Elevo meu coração ao apartamento de meus três outros filhos. Todos casados e morando em Brasília.
Será que dormem bem?
O que aconteceu com eles hoje de bom, belo e virtuoso?
Como estão se virando para crescerem no mercado de trabalho?
Terão chegado bem em casa, após a tempestade que caiu?
Ainda estão mantendo a chama do amor acesa?
Calo meu coração com tantas perguntas. Sinto a presença deles e sei que estão bem, se não estivessem procurariam o pai, como tantas vezes fazem e juntos atravessamos os vales de lágrimas.
Você me tira dos devaneios, solta um pum e corre. Sorrindo diz:: "Mas papai!!!"
Eu, fico dando replay na cena, várias vezes, como que a guardá-la nas retinas do coração. Deliciando-me contigo
Sei que perdi muitas coisas, passado atrás.

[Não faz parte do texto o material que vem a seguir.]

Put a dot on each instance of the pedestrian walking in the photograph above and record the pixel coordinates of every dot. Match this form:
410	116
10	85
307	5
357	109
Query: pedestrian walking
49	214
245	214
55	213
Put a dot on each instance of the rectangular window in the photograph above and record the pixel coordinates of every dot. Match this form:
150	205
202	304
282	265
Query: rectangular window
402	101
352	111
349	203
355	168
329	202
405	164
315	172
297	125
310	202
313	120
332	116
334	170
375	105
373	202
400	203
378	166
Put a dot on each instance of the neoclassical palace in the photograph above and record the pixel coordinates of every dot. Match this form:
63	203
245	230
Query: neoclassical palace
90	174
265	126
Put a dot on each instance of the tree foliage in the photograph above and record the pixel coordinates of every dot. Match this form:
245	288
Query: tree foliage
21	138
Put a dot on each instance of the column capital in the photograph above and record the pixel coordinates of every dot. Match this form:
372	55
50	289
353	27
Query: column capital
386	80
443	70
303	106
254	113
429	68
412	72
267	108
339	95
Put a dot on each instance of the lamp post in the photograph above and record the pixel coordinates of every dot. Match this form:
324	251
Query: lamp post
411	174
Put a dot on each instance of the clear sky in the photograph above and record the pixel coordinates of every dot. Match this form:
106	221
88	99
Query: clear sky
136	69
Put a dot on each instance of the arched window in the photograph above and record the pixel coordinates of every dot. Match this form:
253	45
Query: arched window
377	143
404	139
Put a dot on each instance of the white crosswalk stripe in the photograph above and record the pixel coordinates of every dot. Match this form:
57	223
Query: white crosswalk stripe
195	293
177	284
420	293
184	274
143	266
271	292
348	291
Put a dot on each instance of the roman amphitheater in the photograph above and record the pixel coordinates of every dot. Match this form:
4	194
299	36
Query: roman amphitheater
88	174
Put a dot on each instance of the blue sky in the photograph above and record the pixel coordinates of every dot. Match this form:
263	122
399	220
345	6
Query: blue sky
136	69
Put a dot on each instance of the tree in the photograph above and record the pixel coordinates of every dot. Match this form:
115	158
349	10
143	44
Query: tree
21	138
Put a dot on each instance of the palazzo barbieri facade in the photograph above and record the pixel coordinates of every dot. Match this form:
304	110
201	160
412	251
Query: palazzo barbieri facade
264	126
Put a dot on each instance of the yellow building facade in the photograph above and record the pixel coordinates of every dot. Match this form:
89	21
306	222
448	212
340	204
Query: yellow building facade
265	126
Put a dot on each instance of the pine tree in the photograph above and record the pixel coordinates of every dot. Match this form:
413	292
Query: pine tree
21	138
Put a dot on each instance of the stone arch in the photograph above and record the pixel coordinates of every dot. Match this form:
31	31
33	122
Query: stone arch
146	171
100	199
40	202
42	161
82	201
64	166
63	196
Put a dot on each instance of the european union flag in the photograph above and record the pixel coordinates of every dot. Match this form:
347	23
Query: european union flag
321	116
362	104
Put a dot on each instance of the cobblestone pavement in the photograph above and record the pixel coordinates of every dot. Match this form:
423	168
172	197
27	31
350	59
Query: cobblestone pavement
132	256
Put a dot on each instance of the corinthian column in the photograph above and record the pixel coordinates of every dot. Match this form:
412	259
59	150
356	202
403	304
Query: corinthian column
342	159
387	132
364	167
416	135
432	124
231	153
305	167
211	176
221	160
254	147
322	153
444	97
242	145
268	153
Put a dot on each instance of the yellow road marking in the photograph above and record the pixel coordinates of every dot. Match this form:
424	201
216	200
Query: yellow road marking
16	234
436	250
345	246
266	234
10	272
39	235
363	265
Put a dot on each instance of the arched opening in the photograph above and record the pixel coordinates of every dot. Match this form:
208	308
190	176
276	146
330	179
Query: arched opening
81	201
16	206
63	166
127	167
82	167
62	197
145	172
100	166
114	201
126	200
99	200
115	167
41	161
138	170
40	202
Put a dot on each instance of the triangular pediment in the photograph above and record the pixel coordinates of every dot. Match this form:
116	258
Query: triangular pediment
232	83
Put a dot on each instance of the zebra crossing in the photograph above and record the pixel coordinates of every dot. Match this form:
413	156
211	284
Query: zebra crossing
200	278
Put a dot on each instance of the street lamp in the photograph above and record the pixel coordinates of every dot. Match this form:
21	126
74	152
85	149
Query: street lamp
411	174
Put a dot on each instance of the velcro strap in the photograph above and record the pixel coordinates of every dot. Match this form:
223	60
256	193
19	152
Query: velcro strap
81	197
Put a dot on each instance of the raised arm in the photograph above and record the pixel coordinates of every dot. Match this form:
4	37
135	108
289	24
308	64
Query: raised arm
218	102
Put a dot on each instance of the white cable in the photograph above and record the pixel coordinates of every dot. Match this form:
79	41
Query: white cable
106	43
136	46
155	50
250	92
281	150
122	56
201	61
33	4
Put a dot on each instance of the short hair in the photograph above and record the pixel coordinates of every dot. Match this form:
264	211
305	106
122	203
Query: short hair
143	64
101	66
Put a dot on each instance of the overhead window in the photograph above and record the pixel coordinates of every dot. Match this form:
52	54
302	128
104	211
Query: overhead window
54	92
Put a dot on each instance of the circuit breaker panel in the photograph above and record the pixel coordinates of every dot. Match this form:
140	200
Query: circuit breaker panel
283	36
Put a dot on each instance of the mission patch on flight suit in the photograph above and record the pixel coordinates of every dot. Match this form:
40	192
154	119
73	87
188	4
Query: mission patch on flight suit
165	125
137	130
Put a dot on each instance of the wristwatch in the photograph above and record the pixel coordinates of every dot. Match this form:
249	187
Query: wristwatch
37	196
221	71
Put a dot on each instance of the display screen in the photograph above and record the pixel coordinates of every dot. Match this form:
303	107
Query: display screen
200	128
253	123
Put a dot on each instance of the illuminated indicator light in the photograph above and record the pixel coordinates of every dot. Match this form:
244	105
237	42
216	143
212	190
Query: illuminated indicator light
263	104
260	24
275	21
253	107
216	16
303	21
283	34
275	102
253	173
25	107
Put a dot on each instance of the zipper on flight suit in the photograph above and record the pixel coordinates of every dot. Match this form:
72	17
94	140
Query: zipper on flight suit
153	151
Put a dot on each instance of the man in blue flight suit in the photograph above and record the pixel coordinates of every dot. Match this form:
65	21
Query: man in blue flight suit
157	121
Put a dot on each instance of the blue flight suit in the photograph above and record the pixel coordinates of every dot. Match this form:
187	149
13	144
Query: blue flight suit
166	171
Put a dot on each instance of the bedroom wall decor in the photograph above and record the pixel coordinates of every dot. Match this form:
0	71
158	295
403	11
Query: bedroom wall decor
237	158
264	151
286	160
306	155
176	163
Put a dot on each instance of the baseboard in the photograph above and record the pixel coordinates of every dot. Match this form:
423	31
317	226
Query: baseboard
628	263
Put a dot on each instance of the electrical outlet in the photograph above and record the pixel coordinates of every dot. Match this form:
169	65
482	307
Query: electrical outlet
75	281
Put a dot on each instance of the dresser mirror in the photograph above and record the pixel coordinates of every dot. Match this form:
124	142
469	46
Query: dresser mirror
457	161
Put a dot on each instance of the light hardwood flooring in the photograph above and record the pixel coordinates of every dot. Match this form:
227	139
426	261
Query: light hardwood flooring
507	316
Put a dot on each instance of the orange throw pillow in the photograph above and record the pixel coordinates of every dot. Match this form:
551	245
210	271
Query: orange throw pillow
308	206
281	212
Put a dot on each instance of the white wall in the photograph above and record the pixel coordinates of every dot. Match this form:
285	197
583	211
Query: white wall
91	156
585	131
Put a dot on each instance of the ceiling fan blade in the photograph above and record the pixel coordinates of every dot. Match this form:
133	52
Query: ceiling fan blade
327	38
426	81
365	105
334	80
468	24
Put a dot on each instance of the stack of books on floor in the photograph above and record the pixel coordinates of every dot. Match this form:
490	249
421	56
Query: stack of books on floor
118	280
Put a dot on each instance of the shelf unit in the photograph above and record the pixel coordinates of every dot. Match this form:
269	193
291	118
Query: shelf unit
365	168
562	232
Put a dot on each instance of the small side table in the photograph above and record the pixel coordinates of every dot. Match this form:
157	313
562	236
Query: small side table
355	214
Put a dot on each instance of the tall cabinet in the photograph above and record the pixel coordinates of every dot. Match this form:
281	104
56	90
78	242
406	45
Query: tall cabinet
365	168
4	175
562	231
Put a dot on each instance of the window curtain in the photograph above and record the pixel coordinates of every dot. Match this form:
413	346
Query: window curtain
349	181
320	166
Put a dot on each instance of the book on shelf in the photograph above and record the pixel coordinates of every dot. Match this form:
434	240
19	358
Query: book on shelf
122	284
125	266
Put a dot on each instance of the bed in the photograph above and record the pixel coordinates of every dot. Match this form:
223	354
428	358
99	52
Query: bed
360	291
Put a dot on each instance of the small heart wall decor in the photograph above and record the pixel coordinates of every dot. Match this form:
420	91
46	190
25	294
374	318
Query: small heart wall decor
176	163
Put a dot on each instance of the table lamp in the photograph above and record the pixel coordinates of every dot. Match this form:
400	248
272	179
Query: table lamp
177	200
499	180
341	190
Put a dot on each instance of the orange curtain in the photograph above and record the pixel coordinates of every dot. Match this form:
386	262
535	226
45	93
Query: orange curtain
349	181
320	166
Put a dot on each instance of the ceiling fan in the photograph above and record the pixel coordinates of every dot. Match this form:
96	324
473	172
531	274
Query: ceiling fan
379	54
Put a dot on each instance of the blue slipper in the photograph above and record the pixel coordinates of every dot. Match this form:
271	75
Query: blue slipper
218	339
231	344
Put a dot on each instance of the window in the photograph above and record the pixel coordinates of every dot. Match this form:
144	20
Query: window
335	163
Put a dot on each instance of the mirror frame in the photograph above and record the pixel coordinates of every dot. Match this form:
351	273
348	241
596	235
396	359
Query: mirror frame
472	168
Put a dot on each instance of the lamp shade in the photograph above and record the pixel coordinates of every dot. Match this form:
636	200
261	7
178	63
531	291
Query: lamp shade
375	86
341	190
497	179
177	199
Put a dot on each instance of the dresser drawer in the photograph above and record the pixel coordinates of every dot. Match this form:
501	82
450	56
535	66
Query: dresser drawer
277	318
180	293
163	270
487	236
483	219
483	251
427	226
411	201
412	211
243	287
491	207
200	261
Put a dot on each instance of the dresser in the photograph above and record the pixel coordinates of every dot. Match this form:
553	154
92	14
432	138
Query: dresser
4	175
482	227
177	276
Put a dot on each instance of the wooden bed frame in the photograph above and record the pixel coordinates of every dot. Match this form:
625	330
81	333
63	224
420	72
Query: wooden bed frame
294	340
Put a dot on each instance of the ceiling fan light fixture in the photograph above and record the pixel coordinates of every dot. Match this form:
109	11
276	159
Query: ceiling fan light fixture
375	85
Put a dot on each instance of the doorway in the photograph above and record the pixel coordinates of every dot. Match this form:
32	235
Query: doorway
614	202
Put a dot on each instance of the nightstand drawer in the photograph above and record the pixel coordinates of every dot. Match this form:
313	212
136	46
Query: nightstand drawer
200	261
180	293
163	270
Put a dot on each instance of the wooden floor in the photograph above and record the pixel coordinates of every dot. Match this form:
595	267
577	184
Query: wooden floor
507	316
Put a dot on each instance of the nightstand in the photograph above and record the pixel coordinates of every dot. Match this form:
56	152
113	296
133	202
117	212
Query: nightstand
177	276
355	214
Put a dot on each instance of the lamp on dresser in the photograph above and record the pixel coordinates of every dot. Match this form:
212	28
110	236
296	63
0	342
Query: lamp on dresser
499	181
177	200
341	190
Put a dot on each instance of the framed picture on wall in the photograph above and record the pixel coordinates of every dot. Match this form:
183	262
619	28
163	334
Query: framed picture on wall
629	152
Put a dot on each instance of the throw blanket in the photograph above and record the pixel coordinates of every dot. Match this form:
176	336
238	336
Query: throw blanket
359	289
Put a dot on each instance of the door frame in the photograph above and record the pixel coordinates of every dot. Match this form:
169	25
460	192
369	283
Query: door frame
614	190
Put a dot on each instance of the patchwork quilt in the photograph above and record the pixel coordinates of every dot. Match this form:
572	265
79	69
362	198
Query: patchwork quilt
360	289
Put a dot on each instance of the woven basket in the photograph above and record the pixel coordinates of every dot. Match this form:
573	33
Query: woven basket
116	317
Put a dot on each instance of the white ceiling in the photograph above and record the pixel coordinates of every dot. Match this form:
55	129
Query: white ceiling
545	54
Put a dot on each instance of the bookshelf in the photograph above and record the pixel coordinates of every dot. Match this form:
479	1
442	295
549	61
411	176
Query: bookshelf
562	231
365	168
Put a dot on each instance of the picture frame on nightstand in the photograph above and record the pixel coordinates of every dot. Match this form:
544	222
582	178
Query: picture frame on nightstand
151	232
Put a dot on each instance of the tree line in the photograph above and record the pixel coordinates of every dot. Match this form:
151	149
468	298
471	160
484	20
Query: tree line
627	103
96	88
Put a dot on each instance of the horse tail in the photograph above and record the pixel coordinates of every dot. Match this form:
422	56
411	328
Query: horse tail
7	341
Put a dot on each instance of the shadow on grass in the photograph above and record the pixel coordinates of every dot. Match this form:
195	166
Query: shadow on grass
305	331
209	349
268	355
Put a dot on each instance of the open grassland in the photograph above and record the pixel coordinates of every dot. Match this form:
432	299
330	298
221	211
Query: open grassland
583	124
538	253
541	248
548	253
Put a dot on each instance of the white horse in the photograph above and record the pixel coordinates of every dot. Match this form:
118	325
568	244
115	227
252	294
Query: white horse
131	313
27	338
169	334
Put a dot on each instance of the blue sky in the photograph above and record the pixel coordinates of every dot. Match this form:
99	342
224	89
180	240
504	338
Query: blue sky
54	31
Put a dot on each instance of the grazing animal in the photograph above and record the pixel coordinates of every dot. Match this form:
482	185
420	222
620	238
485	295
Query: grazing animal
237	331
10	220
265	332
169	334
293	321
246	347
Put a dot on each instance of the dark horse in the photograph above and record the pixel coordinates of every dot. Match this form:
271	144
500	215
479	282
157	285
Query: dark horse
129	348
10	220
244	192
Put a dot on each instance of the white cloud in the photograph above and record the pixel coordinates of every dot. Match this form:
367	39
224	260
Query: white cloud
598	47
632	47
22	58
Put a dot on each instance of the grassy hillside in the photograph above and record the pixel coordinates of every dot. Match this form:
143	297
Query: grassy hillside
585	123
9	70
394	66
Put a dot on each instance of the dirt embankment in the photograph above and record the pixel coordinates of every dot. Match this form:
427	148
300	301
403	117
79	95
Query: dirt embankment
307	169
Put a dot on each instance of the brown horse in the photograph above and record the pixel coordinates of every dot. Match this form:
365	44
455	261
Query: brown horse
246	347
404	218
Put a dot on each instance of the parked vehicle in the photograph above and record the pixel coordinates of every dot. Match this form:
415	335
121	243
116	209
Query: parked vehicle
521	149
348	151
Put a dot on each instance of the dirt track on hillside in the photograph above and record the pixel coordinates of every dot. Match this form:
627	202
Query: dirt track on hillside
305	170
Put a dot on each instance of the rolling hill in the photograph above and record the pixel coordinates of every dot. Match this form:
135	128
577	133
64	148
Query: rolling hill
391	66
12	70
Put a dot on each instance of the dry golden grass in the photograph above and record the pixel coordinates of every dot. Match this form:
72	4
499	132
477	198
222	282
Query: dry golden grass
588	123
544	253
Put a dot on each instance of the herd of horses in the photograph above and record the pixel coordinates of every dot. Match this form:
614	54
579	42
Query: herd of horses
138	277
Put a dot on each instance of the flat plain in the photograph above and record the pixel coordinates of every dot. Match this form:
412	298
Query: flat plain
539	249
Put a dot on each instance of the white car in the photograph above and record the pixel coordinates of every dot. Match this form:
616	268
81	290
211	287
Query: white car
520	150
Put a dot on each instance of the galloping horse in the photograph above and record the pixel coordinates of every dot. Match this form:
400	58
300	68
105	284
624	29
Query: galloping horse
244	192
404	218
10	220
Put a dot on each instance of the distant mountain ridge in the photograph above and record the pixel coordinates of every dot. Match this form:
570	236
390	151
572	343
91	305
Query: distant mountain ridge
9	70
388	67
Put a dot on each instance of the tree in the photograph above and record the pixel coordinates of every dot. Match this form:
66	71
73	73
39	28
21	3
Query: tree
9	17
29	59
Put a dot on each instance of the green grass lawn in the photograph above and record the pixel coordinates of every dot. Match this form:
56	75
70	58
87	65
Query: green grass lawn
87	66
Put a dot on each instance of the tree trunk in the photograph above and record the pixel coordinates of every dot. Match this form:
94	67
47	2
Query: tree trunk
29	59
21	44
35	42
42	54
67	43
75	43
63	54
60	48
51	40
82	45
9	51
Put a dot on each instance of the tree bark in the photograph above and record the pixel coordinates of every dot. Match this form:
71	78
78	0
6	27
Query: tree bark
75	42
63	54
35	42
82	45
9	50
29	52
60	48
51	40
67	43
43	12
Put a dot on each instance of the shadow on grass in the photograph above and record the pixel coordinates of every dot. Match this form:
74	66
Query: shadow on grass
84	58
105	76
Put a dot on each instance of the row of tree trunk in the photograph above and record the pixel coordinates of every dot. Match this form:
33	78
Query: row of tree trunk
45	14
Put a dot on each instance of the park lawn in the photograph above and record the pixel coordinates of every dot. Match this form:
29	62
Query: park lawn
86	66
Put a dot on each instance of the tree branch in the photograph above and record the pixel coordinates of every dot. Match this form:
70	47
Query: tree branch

Instantes mágicos, cenas estonteantes com meus filhos Tiago (29), Priscila (27) e Rodrigo (25) .
Não posso voltar o tempo, mas posso destilar a culpa refazendo minhas trajetórias e revisitando meu papel de pai agora com eles adultos e pouco dependentes.
Sem frescuras, ou cobranças bobas.
Apenas curtindo vê-los ainda em crescimento, não mais competindo em altura com a TV, e sim lutando a cada dia para conquistar seus espaços na vida a dois.
Cada um em um CEP para chamar de seu. Vivendo outros medos, desejos, sofreres e alegrias. Mas, sem perderem-se de seus pais.
Tudo passará: brinquedos de pano, peraltices de infância, pequenos rituais.
Só o que ficará é o amor doado gratuitamente, sem esperar receber nada em troca. Doado como quem não saberia fazer outra coisa.
Doado por pais e mães que descobriram na vocação de servir aos filhos, de amá-lo, um de seus sentidos da vida.
JG, quero que leia essa carta ao gerar uma criança. Aprende com teu pai a educar para a liberdade, autonomia e treine o meu neto para perceber e estar atento as coisas boas de sua vida.
Não deixe ele ficar procurando razões para ser infeliz. Se procurar acha,.
Talvez eu não veja esse dia portanto, digo-lhe para deixar teu filho livre, na melhor prisão e limite que existe, a do amor.

Em tempo: também te deixo brincar de polícia e ladrão, pegando tudo que ver pela frente como arma de brinquedo: controle remoto, pedra, pau e cabo de vassouras. Não. Você não ficará uma criança violenta com esta fantasia. É só o brincar. E, rompi com o politicamente correto. Atiro o pau no gato. e conto estórias de bruxas más. E, amanhã vou fazer uma arma de galho de seriguela e correr atrás de tu. Ahh se vou!